Thursday, 18 December 2014
Nicholas Davis, Colorado State University, Fort Collins, CO, United States and Thomas Birner, CO State Univ-Atmospheric Sci, Fort Collins, CO, United States
Abstract:
The edges of the Hadley circulation and the tropical belt define the subtropical dry zones that separate the humid tropics from the stormy midlatitudes. Differences in surface climate, precipitation, and circulation in climate models may depend on where they situate this boundary.

In this study, climate model grid size is found to bias the mean width of the tropical belt, with finer horizontal resolution leading to a narrower tropical belt width.

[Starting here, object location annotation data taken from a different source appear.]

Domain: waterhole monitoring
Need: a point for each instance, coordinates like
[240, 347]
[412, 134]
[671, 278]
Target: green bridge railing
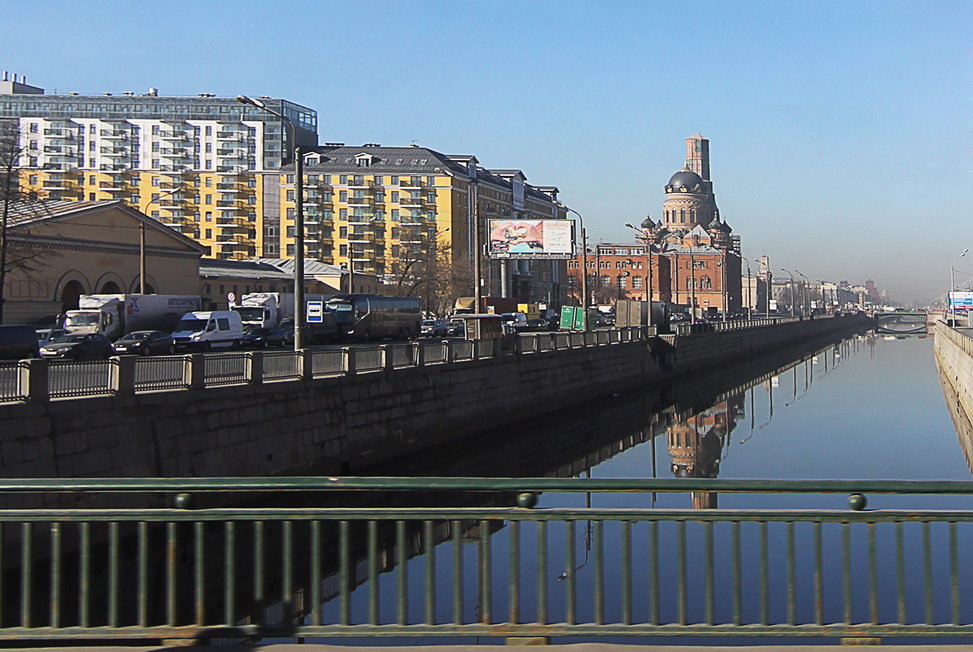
[308, 558]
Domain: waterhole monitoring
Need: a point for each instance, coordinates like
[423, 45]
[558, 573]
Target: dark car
[261, 338]
[455, 328]
[286, 327]
[538, 324]
[18, 342]
[78, 346]
[45, 335]
[433, 328]
[145, 343]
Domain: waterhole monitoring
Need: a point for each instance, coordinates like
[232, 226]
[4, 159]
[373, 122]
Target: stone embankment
[340, 425]
[954, 357]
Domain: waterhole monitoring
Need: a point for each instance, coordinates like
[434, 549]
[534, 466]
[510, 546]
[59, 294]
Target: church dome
[687, 179]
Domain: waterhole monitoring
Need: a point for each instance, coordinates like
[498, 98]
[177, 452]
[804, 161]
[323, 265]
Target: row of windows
[358, 179]
[605, 264]
[620, 251]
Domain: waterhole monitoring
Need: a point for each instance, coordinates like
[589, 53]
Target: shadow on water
[276, 574]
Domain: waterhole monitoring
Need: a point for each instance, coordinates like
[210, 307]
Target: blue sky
[840, 131]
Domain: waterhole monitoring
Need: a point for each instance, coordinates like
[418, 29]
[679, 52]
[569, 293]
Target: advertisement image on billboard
[531, 239]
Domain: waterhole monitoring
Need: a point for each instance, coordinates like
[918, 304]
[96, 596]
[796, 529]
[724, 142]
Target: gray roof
[386, 160]
[25, 214]
[210, 268]
[312, 267]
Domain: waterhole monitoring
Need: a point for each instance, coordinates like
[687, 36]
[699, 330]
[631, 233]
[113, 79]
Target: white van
[206, 330]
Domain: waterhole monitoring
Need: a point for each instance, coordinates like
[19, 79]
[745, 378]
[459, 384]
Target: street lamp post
[950, 299]
[648, 254]
[806, 292]
[142, 254]
[584, 266]
[791, 288]
[299, 311]
[749, 289]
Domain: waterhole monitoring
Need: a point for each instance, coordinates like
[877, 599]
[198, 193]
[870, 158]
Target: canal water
[867, 407]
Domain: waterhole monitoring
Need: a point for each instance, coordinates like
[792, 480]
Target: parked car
[455, 328]
[145, 343]
[433, 328]
[45, 335]
[538, 324]
[286, 327]
[18, 342]
[79, 346]
[262, 338]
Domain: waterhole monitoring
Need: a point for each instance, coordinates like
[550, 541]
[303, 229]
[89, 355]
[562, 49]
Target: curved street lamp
[299, 309]
[142, 255]
[791, 274]
[584, 266]
[648, 254]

Three objective diagnostics – based on the Hadley circulation, the subtropical jet streams, and the subtropical tropopause break – are used to assess this bias. Horizontal resolution explains up to 50% of the intermodel variation in the tropical belt width in 25 Coupled Model Intercomparison Project Phase 5 (CMIP5) and 17 Chemistry-Climate Model Validation Activity 2 (CCMVal-2) models, with evidence that the relationship is strongest in high-top models and models with interactive chemistry. An analysis of the CCMVal-2 models reveals that an equatorward shift in the eddy momentum flux divergence at the poleward flanks of the Hadley cells is associated with both finer horizontal resolution and a narrower tropical belt. This suggests changes to the eddy fluxes and their balanced meridional flow as a possible mechanism for this grid size bias, and illustrates how a basic property of a model's dynamical core can influence its mean climate.

No other tropical belt width biases were found, suggesting that the processes biasing the poleward shift of the midlatitude jets in climate models do not similarly influence the Hadley cells or subtropical jets.